David Lehman is a poet, writer, teacher, and editor. A New York native, the son of Holocaust refugees, he attended Stuyvesant High School and graduated magna cum laude from Columbia University. On a Kellett Fellowship, he studied at Clare College, Cambridge University, for two years, and spent shorter periods studying at Oxford and in Paris. As a graduate student at Columbia, he worked as Lionel Trilling’s research assistant. He received his PhD in English and comparative literature from Columbia in 1978, with a dissertation on the prose poem.
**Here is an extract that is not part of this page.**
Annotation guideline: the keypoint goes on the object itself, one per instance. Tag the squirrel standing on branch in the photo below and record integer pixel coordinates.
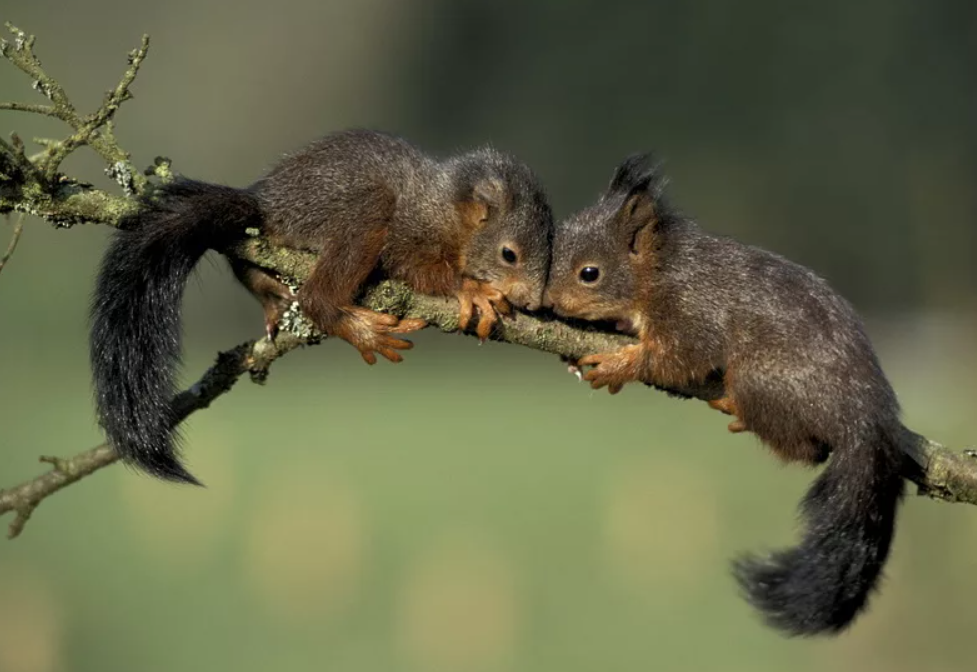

Lehman’s books of poetry include (in reverse chronological order) “Playlist” (Pittsburgh, 2019), “Poems in the Manner Of” (Scribner, 2017), “Yeshiva Boys,” “When a Woman Loves a Man,” “The Evening Sun,” “The Daily Mirror,” “Valentine Place,” “Operation Memory,” and “An Alternative to Speech.” He is the editor of “The Oxford Book of American Poetry” (2006), “Great American Prose Poems: From Poe to the Present,” “The Best American Erotic Poems,” and other collections.

He is completing a new collection of poems and a book on murder mysteries and film noir. His poems, stories, essays, and translations have appeared recently in The New Yorker, The Yale Review, The Atlantic, The Common, and The Hopkins Review. 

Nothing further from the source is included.